Они дружно расхохотались, минутное облегчение, растекшийся по жилам алкоголь.
— Опухоль удалили. Я предложила им отправить ее в Твикенхэм, раз уж она годится для гольфа. Но хирург даже не улыбнулся. Сказал, что удалил все, и саквояж, и обе ручки, весь набор, однако этого, по его мнению, было недостаточно. Я спросила, с чем еще, по его мнению, я могла бы расстаться, но выяснилось, что уже поздно. Пошли метастазы. Черный это был день. Хотя я вовсе не рассчитывала жить вечно, вот уж нет. Учитывая нашу наследственность. Смерть, — решительно и просто подытожила она. — В семье Эспиналл к смерти не привыкать.

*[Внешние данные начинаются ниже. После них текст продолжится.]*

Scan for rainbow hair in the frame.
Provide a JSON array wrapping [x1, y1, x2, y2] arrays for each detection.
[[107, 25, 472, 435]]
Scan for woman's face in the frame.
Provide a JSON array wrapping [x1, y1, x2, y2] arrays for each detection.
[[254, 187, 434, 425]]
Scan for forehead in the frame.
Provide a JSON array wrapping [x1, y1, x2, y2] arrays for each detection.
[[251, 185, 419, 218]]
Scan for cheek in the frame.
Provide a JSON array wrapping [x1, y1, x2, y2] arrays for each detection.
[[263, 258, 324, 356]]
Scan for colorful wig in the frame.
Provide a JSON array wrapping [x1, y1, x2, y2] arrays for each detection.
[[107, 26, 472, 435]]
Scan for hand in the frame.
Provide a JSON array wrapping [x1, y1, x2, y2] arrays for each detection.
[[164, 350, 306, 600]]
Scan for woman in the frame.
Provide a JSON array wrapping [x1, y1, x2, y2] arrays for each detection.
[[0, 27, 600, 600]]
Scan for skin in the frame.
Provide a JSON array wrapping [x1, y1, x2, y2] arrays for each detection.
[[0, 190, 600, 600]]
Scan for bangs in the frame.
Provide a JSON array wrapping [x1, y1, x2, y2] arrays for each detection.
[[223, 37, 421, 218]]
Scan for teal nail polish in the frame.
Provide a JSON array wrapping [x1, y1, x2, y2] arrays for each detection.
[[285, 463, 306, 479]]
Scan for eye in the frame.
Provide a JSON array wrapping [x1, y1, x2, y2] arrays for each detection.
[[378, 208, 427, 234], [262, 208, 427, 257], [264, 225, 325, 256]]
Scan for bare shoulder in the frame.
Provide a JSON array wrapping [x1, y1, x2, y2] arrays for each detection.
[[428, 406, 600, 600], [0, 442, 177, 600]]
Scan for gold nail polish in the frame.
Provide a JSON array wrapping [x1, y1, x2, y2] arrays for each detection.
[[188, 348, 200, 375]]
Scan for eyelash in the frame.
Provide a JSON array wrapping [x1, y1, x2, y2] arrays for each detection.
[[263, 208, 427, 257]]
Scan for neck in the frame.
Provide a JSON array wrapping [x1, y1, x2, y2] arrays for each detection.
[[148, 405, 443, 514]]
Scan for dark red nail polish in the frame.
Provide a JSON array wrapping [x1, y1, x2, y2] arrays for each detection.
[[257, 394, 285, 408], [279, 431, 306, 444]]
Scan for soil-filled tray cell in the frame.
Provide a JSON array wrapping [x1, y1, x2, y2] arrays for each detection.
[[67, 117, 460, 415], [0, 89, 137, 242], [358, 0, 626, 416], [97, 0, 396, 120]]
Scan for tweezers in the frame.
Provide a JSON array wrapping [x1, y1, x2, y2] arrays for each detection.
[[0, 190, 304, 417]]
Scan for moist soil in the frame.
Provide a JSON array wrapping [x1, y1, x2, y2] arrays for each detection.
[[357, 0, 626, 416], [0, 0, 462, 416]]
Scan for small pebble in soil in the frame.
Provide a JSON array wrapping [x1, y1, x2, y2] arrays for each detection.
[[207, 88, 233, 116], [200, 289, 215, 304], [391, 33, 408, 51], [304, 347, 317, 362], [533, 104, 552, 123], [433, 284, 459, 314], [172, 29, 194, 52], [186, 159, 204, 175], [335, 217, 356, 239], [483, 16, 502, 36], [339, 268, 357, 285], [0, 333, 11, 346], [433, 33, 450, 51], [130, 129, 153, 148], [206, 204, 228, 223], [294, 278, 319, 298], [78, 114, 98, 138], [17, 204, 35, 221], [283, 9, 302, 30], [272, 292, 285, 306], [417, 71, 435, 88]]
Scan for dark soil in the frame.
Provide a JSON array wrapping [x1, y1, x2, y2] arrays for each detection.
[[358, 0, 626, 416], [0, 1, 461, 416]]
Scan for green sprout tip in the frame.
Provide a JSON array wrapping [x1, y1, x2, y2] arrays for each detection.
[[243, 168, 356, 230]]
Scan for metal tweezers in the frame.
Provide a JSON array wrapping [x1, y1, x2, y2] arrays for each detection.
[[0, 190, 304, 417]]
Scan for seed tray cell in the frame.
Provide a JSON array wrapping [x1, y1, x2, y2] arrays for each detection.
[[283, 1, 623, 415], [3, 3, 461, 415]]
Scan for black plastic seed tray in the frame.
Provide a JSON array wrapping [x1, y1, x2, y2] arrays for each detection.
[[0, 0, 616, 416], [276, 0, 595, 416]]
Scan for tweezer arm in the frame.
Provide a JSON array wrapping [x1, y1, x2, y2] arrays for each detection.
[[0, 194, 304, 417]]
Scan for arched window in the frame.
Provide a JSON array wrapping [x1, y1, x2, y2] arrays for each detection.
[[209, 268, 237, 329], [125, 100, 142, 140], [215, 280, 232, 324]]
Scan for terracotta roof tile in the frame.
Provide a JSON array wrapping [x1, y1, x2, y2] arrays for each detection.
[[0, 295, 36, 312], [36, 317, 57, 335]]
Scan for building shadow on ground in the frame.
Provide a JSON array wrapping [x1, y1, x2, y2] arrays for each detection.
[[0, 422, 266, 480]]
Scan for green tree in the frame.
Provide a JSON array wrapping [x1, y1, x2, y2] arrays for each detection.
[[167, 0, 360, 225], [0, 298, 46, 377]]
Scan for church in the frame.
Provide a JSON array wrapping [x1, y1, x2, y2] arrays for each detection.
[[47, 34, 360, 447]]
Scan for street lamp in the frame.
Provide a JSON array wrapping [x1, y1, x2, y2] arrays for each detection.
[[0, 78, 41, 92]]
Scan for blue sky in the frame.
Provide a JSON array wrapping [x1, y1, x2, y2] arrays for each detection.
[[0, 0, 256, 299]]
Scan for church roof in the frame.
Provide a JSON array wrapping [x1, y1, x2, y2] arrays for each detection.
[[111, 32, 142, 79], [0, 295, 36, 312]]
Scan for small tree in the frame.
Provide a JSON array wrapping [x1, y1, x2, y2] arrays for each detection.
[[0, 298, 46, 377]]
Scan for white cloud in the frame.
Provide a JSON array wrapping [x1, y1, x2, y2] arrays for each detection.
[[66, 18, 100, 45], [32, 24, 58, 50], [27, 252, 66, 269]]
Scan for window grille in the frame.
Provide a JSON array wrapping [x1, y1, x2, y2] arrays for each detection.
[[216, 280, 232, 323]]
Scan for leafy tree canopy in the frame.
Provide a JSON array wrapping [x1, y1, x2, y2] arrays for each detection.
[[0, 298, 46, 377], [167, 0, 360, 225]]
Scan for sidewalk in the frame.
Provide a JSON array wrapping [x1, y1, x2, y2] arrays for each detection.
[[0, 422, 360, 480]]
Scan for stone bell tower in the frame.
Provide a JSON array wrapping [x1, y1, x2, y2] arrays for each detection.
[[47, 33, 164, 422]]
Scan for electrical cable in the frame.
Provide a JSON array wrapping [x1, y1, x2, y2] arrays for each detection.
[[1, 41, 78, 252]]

Анна приготовила баранину, потушила в белом вине с помидорами и чесноком.
— Умираю, — возопила мать, отдыхавшая в гостиной. — Умираю — выпить хочу. И жаркое так пахнет!
— Ягненок по-португальски, — с порога возвестила Анна.
— Превосходно. И мы еще выпьем, не ту бурду, которой я угощаю отца Харпура, нет, принеси-ка из погреба Шато Батай урожая сорок восьмого года. Самое то, чтобы отпраздновать возвращение блудной дочери.
— Не знала, что ты разбираешься в винах.
— Я же не сама выбирала. Это все Роули. Добрый старый Роулинсон-с-деревянной-ногой. Оставил мне свой погребок по завещанию.
— Ты с ним… встречалась?
— С чего ты взяла?
— Но у вас был роман, тогда, в сорок четвертом.
— Ничего не пригорело?
— Нечему пригорать, мама, — отмахнулась Анна. — Ведь поэтому вы отправили меня в Лиссабон? Вы с Роулинсоном?
— Право же, пахнет горелым.
— Не стоит скрывать, мама. Я видела вас обоих в Сент-Джеймс-парке после того, как ходила на собеседование к Роулинсону.
— В самом деле? — удивилась мать. — Я почувствовала тогда что-то неладное.
— Я проследила за тобой до Чэрити-хаус, до Райдер-стрит.
— Я тогда работала на Райдер-стрит, все верно. Роулинсон завербовал меня, а я — тебя.
— Ты завербовала меня? — вскинулась Анна.
— Да, с помощь Роули, и позаботилась о том, чтобы тебя отправили в сравнительно безопасное место. Казалось бы, что уж спокойнее Лиссабона?
— И в этом вся причина?
— Конечно. — Однако мать глядела лукаво.
— А еще вам с Роулинсоном хотелось убрать меня с дороги, разве нет?